The sodium channel Nav1.5, encoded by the Scn5a gene, is responsible for the excitability and the conduction of electrical impulses through the heart. Nav1.5 mutations are involved in rhythmic or structural pathologies. During the acute phase of myocardial infarction (MI), ventricular arrhythmias were associated with an increased risk of mortality. Over time, progressive left ventricular remodeling such as dilation, hypertrophy and fibrosis, will lead to heart failure. Objectives: The association of mutations carried by genes encoding for cardiac channels with acquired forms of ventricular arrhythmias and post-ischemic myocardial remodeling, are not well characterized. This project studied the role of Nav1.5 channel alterations in the occurrence of ventricular arrhythmias, structural and contraction abnormalities during the acute phase of MI. Methods: The Nav1.5 contribution in this pathological context was evaluated after permanent occlusion of left anterior descending coronary artery performed on mouse invalidated at the heterozygous state for the Scn5a gene (Scn5a+/-; 10-12 w old). After MI validation by echocardiography, they were studied in vivo by echo and electrocardiography and in vitro using molecular investigations during 48 hours post-MI. Results: Scn5a+/--MI mice present a higher mortality due to arrhythmic events.
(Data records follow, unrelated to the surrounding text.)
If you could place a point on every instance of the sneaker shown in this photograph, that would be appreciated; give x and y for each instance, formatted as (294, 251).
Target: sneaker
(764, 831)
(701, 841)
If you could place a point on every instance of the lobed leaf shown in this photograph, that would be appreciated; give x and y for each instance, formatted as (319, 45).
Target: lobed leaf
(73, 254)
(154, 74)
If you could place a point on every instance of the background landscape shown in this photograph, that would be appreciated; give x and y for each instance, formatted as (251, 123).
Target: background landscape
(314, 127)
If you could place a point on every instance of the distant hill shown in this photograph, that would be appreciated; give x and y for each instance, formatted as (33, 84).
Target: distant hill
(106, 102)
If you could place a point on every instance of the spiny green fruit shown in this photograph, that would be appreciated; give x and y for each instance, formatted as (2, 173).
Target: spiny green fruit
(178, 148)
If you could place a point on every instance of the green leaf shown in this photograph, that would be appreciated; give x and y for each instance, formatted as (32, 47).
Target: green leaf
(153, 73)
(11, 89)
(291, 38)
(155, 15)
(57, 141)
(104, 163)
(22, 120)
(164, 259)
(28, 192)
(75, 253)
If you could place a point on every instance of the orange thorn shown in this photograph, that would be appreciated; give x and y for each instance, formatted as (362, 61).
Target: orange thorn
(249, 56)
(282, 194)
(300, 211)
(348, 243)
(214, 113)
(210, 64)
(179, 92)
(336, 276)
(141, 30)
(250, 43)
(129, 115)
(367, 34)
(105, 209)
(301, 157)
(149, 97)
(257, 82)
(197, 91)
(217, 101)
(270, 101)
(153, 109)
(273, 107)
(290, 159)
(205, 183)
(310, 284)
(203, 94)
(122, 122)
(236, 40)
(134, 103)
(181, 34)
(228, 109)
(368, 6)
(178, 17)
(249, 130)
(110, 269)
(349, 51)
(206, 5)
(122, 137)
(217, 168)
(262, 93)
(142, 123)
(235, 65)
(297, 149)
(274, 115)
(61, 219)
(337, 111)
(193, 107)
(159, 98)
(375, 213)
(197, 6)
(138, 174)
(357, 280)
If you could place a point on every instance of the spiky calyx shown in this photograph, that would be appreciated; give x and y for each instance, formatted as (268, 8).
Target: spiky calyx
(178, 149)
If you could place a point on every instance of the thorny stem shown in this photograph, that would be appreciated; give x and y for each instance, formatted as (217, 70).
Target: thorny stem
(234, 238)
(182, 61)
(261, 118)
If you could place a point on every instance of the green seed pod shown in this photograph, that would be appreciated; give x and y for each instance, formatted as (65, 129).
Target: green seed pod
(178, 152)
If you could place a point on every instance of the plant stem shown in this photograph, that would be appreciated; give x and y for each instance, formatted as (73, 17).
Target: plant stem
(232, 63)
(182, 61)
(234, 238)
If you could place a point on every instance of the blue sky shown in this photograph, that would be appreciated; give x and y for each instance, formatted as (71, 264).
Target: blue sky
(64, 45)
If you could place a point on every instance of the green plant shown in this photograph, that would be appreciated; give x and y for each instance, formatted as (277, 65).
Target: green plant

In addition, the ECG recorded by telemetry revealed that they present an increased incidence of premature ventricular beats (5.6±2.7 & 33.1±11 PVB/hour respectively for WT & Scn5a+/--MI) without any difference in structural and functional remodelling. However, mRNA expression revealed that Scn5a+/--MI mice have an increased up-regulation of pro-inflammatory factors IL-6 (3.7±0.9 & 17.4±9.3 Relative Quantity respectively) and IL-1β mRNA (1,8±0.3 & 4.6±0.8 RQ respectively) and downregulation of Cx43 mRNA (0.61±0.08 & 0.39±0.03 RQ respectively) without interstitial fibrosis induction. Conclusions: These observations, 48 hours post-MI, suggest that Scn5a+/- mice present factors for the establishment of a more severe post-ischemic heart failure. In addition, preliminary results obtained on small series of animals revealed that Scn5a+/- mice seem to have a more pronounced LV remodelling at 4 weeks post-MI.